The world at their feet

The world at their feet


may tse
Michael Schats will be playing in the Makabara Mini World Cup 2010. Photo: May Tse

As the Fifa World Cup gears up in South Africa, young footballers get to show their skills in Hong Kong's own 'global' contest, writes Mabel Sieh

It is every footballer's ambition to represent their country at a World Cup. Next week, hundreds of young local players will get a chance to compete in Hong Kong's very own mini version.

'When I first heard that there was going to be a Mini World Cup in Hong Kong, I thought that was pretty crazy. I was really excited,' says Michael Schats, a seventh grade student at the Australian International School Hong Kong (AISHK). His eyes still open wide as he remembers the moment.

The Makabara Mini World Cup 2010 will kick-off at 9am next Sunday in King's Park, Kowloon. Michael will be part of the Australia squad, and there will be teams representing England, Germany and all the famous football-playing nations.

Jointly organised by the South African Consulate-General and Home Affairs Bureau, it aims to promote junior football in Hong Kong and raise public awareness of the 2010 World Cup in South Africa.

'The Mini World Cup takes the shape of the Fifa 2010 World Cup South Africa, in that [32] qualifying countries will be represented. The groupings and regulations are that of the World cup ... Fifa sponsors are supporting this event as well,' says Primrose Zwedala, Consul (Political) of South African Consulate-General.

To prepare for the tournament, Michael has been training three days a week with his teammates.

'I think we have a good chance of winning, though I don't know what the other teams are like. I'll be disappointed if we lose, but I won't cry.'

After playing rugby like his father, Michael tried soccer for the first time when he was nine years old. Since then, the sport has become part of his life. This year, he has started playing for the Hong Kong Football Club.

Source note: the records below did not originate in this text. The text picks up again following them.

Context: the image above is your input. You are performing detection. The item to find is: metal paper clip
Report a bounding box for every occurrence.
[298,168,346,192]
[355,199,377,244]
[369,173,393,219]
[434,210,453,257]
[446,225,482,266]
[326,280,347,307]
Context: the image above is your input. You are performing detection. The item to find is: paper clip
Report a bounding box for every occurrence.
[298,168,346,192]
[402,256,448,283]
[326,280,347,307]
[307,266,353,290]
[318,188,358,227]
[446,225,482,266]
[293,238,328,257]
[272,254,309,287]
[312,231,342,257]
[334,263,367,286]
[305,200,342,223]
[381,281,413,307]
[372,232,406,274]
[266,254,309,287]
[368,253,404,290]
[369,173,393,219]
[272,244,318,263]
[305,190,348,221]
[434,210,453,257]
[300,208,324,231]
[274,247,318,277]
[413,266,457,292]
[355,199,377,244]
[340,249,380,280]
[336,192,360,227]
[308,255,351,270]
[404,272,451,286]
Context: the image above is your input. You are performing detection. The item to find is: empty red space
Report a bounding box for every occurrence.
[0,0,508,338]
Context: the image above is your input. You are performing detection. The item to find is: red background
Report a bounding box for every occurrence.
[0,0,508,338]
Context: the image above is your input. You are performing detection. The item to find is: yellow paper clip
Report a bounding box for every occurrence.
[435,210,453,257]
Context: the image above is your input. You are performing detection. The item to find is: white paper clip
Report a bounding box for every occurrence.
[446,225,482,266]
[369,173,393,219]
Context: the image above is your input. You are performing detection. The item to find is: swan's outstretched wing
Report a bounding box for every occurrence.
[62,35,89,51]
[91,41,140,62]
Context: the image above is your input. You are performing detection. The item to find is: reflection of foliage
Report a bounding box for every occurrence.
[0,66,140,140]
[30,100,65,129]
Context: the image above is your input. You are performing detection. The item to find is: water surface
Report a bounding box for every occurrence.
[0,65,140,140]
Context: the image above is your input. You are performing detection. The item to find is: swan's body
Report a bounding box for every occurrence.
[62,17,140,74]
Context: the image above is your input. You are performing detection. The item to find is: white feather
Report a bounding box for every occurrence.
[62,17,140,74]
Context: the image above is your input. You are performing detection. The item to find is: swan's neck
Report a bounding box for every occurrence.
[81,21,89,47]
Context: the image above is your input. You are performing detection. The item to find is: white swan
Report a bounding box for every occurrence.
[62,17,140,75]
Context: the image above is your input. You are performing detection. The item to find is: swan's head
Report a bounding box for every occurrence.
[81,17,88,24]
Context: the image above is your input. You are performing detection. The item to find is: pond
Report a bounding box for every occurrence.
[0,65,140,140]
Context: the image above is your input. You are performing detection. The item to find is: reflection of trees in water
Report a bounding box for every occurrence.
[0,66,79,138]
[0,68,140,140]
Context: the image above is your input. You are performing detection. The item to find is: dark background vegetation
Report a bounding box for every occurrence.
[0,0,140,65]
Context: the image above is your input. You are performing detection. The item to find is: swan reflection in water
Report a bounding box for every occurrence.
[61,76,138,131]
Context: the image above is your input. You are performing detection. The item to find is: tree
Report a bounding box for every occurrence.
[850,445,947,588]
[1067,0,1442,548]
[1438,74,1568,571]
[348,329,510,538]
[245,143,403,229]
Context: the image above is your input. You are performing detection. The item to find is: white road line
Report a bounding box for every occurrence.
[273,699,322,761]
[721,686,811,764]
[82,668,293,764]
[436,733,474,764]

'It makes me feel good when I'm kicking [the ball] or shooting a goal, although it's hard because there's a lot of running in the field. It seems easy for the first 10 minutes, after that, you get really tired and you don't want to run anymore,' says the 12-year-old. 'It's commitment that helps me through [the game]. I want to play better as I don't want to let my teammates down.'

The Australian-Consulate in Hong Kong has been instrumental in helping to bring together the Australian team for the tournament in Hong Kong.

Last year, the Football Federation Australia bid to host either the 2018 or 2022 Fifa World Cup .

Though young, Michael already knows he wants to be a professional and play for the Australian team Socceroos in the World Cup.

'Kids are all inspired by their heroes in sports. This is such a wonderful opportunity for them to do what they love,' says Alex Gibbs, the director of development and community relations at AISHK. 'Australian culture places a lot of importance on sports and health. And sports are very much connected to patriotism; it brings you back home.'

And Michael is ready to put in the effort needed to fulfil his World Cup ambitions.

'If I stick to my goal and stay focused and keep working on it, I might succeed, like my parents told me,' he says.

The Makabara Mini World Cup 2010 takes place between 9am and 4pm on June 6 in King's Park, Kowloon.